A story on Indochinese refugees in Sunday's paper may have created the impression the U.N. Secretary General Kurt Waldheim had just turned his attention to the issue. In fact, Waldheim had for several weeks have urging the international community to provide greater assistance to the refugees. CAPTION: (NEW-LINE)Picture, Vietnamese refugees make their way to Malaysian shore as their boat sinks. UPI; Map, Indochina Exodus The Refugee Trail-May, 1979, By Dave Cook and Richard Furno - The Washington Post
An archipelago of despair has emerged from the cruel history of three decades of war in Indochina. It is traced in the footprints and struggling ocean wake of the million fugitives who in the last four years have fled their homelands in Vietnam, Laos and Cambodia.
Today, the swelling Indochina refugee tide spreads like an affronting question mark along the length of the South China Sea. It confounds presidents, prime ministers and bureaucrats in faraway capitals. It provokes new political fears and invokes old racial animosities in neighboring countries of potential asylum.
Yet the terror-driven exodus now multiplies at an awesome rate. Between January and May, the monthly Indochina refugee flow into make-shift camps throughout Southeast Asia nearly quadrupled to 65,300. Tens of thousands more are milling on beaches, in teeming Hong Kong slums or in border jungles, waiting to be counted into the system. Untold numbers still are drowning at sea.

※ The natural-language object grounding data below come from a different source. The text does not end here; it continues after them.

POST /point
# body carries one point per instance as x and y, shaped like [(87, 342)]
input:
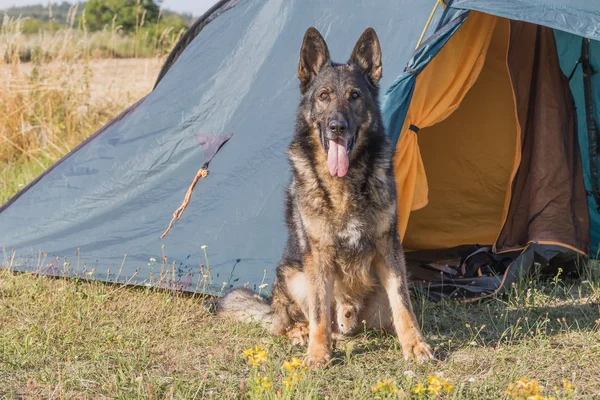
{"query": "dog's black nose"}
[(338, 126)]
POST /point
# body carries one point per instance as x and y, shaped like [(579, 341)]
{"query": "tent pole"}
[(437, 3)]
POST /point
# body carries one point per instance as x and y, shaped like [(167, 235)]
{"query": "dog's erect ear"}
[(313, 55), (367, 56)]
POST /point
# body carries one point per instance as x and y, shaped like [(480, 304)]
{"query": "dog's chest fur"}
[(346, 215)]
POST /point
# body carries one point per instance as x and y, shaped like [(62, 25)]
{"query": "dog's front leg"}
[(319, 271), (390, 267)]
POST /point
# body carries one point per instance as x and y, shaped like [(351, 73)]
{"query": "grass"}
[(66, 92), (70, 338)]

One such refugee habitat is Bidong, a tiny island 15 miles off the east coast of Malaysia. Its beaches are strewn with the garbage and excrement of 45,000 people who lack any semblance of public sanitation facilities. They live in the unrelieved stench, huddled in shacks made of sticks and rice bags. Fear of an epidemic hangs over the settlement.
Bidong is only a midpoint of passage for those who managed the escape from Vietnam, survived the dangerous sea voyage and then the attacks of Thai pirates who routinely board the refugee boats, robbing, raping and sometimes killing the occupants.
By the end of 1979, the population of the Bidongs of Southeast Asia, the archipelago of make-shift encampments run by the United Nations High Commission on Refugees, is expected to reach 700,000. Last January, the camps held 200,000.
This human tide, escaping from cities and villages at a vast though unmeasurable rate, has become one of the largest and most tragic Diasporas of modern times.A majority of the current Vietnam refugees are ethnic Chinese (Hoa) whose exodus, it is widely believed, is being encouraged by the Vietnamese government.
On the one hand Hanoi fears the Chinese as a potential fifth column. On the other, it needs the multimillion-dollar bounty of foreign exchange provided by the fleeing refugees as the price of their escape.
Likelihood of an even greater surge of flight ahead is suggested by the 1.2 million ethnic Chinese still believed to be in Vietnam who are bent on leaving the country as soon as they can.
Despite all this, it was not until last week that United Nations Secretary-General Kurt Waldheim appealed to 50 nations to convene next month in hopes of forging an international solution to the crisis.
In Washington, the Carter administration is struggling, amid signs of internal political and bureaucratic division, to adopt a coherent policy on refugees - not only as an international pace-setter but ot open further America's own doors to those seeking entry.
Though Vietnam was a central U.S. obsession during the decade of military conflict, the refugee crisis does not seem to rank as the moral equivalent of many other foreign and domestic concerns of the Carter administration.
Britain's newly elected prime minister, Margaret Thatcher, roundly endorsed the call for a Geneva summit on refugees. But Britain has agreed to take only 1,500 more, for a total of 3,000. (The United States, by contrast, has admitted more than 200,000). Underlying the British response was the feeling that Indochina was primarily an American burden, and that England has borne its share with the admission of tens of thousands of East Indians as well as Caribbean and African blacks who flocked into its cities since the dissolution of its empire.
In France senior philosopher and moral arbiter Jean-Paul Sartre, 74, an outspoken critic of French and American military intervention in Vietnam, made a rare public appearance recently in behalf of Indochina's refugees. He was joined by an array of intellectual and cultural luminaries ranging from Simone Signoret and Yves Montand on the left to journalist Raymond Aron on the right.
French President Valery Giscard d'Estaing joined Britain's Thatcher in endorsing the mid-July Geneva meeting. But he told the French public in a fireside chat that France need not suffer "a bad conscience," because it has been helping Indochina refugees since it abandoned its own Vietnam War in 1954. The cream of the French-speaking, western-oriented Vietnamese have, over the years, settled in France.
In the United States, leaders of the hard-core Democratic political constituencies, the blacks and Hispanics, have taken an ambivalent view of the Indochina immigration. Their concern: jobs and wage scales.
Even U.N. Secretary-General Waldheim confessed a sense of helplessness at the immensity of the problem.
"The key, obviously, is where the refugees will go. Not enough concrete measures have been taken," Waldheim said in an interview.
"Where should they be put? In our public lobby? The United Nations is not a country."